The answer to “what is Firefox?” on Mozilla’s FAQ page about its browser used to read:
The Firefox Browser is the only major browser backed by a not-for-profit that doesn’t sell your personal data to advertisers while helping you protect your personal information.
Now it just says:
The Firefox Browser, the only major browser backed by a not-for-profit, helps you protect your personal information.
In other words, Mozilla is no longer willing to commit to not selling your personal data to advertisers.
A related change was also highlighted by mozilla.org commenter jkaelin, who linked direct to the source code for that FAQ page. To answer the question, “is Firefox free?” Moz used to say:
Yep! The Firefox Browser is free. Super free, actually. No hidden costs or anything. You don’t pay anything to use it, and we don’t sell your personal data.
Now it simply reads:
Yep! The Firefox Browser is free. Super free, actually. No hidden costs or anything. You don’t pay anything to use it.
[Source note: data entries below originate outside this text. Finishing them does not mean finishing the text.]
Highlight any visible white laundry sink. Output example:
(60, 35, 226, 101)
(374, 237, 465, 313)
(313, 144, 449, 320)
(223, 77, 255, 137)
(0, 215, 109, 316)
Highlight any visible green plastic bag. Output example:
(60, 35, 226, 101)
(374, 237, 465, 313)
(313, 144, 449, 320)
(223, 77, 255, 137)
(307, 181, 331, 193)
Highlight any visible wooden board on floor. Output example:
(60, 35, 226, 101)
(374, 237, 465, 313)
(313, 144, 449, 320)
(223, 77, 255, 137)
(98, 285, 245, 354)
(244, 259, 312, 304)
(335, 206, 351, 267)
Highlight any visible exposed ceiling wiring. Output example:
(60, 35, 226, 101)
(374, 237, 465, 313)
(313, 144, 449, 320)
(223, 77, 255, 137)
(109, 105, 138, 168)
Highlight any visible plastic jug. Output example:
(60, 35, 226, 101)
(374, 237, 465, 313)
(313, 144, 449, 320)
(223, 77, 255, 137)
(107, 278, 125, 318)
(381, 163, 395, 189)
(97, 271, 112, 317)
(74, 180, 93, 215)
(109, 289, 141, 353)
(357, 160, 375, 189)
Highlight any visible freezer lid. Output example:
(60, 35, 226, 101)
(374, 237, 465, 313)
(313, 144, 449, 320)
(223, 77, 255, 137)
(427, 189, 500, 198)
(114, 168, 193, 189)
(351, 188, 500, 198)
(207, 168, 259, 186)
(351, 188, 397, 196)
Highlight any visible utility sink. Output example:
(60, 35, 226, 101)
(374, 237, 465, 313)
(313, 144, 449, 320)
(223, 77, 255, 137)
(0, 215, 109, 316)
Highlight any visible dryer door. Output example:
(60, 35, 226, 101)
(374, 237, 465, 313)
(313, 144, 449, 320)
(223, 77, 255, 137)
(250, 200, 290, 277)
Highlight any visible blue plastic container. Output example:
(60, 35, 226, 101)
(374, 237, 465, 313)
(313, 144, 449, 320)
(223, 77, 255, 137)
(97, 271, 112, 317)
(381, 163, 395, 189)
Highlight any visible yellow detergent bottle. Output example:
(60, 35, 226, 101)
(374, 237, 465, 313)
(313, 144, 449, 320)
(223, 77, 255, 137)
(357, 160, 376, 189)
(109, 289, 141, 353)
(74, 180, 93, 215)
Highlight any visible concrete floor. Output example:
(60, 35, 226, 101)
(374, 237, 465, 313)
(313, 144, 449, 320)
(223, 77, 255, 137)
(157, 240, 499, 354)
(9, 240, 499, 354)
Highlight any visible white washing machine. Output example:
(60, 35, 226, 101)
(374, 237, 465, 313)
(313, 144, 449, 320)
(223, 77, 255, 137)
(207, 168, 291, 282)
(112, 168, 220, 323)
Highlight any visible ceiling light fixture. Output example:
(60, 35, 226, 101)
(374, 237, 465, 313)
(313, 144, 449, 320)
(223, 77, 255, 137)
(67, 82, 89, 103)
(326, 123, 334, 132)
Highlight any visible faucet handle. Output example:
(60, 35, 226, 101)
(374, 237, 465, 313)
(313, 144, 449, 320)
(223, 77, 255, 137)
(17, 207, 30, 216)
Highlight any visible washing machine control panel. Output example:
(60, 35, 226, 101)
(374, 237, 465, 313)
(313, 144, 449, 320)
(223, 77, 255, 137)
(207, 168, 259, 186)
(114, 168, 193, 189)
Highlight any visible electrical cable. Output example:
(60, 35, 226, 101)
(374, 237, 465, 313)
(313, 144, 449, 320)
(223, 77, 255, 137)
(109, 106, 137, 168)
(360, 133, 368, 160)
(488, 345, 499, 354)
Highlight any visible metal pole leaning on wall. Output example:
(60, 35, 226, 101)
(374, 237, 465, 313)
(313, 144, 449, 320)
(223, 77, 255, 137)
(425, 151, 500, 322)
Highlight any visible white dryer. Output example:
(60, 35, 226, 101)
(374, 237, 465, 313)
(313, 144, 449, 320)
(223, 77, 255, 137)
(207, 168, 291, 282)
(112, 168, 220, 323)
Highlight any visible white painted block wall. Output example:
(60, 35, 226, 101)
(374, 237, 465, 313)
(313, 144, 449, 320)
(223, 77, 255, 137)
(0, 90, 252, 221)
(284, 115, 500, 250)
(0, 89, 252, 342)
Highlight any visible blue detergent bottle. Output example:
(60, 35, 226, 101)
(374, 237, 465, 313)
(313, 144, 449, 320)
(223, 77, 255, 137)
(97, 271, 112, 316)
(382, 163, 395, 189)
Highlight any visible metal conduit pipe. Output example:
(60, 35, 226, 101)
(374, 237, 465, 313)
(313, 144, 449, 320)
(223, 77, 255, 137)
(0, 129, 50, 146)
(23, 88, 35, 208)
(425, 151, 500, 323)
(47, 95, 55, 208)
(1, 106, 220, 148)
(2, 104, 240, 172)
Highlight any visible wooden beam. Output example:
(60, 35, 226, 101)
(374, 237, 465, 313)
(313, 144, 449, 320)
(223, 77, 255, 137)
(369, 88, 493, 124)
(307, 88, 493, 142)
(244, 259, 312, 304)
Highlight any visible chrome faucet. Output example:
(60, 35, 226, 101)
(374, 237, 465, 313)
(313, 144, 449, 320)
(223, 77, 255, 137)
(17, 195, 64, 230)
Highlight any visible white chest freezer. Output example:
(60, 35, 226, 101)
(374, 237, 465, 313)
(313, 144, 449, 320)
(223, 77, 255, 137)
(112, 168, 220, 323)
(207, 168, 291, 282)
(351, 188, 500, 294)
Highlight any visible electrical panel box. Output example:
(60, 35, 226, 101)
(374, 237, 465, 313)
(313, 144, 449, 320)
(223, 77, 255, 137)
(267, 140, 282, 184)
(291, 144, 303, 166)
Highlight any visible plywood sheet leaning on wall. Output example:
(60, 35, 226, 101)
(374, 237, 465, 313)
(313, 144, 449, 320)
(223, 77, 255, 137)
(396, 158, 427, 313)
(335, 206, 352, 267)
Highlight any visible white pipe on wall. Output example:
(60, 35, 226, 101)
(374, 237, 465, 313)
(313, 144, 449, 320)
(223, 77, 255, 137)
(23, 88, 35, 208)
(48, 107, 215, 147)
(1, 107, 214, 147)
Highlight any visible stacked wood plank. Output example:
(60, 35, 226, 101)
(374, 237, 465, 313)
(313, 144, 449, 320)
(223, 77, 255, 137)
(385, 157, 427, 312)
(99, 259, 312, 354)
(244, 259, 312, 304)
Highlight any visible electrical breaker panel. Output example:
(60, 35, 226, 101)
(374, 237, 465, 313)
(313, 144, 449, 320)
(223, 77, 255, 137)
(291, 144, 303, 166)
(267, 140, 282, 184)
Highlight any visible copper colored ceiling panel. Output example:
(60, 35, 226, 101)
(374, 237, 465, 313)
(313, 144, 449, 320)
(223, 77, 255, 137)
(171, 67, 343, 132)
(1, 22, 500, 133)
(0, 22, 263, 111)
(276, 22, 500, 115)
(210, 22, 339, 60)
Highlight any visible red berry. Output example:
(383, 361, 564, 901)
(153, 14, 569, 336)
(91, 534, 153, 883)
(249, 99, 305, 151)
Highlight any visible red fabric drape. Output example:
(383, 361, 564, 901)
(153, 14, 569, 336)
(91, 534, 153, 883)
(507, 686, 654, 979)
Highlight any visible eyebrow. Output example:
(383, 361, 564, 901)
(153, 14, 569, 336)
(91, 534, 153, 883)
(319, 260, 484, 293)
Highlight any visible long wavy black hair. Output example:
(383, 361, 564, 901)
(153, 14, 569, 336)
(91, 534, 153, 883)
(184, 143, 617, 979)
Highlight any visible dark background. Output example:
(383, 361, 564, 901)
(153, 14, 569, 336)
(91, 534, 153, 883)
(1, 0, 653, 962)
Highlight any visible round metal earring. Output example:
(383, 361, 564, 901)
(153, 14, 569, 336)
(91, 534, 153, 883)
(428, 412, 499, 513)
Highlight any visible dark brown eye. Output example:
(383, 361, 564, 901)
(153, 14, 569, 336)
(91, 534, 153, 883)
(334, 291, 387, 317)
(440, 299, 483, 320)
Again, a pledge to not sell people’s data has disappeared. Varma insisted this is the result of the fluid definition of “sell” in the context of data sharing and privacy.
I see so that’s why this person has negative 30 upvotes for mentioning they hope people will leave them alone for using a different browser…
My guess is that they got downvoted because their comment makes no sense, while being angry about it.
If people were criticising their usage of Brave, why would they stop now? It makes no sense. Firefox getting worse doesn’t make Brave any better. People who disliked it will still dislike it and people who liked it will still like it.
He is right to be annoyed about getting lectured, but it’s silly to think that this news about a different, unrelated browser has any bearing on it.
Person A->Person B: Doing X is stupid you shouldn’t do X you should do Y
Person A: Y is now X. Person A is now doing X.
Person B:-> I can finally stop having people bitch about me doing X
Person A: Nuh uh X is stupid
How’s that comment makes no sense break down in logical terms?
It’s not what happened. If the original comment was “I hope people will stop lecturing me about Firefox being great” it would make sense, but it didn’t mention Y, or Firefox, at all.
Even then, your breakdown still doesn’t seem logical to me. Person B can expect people to stop recommending them Y, but they have no reason to expect people will stop criticising X, as nothing changed about X.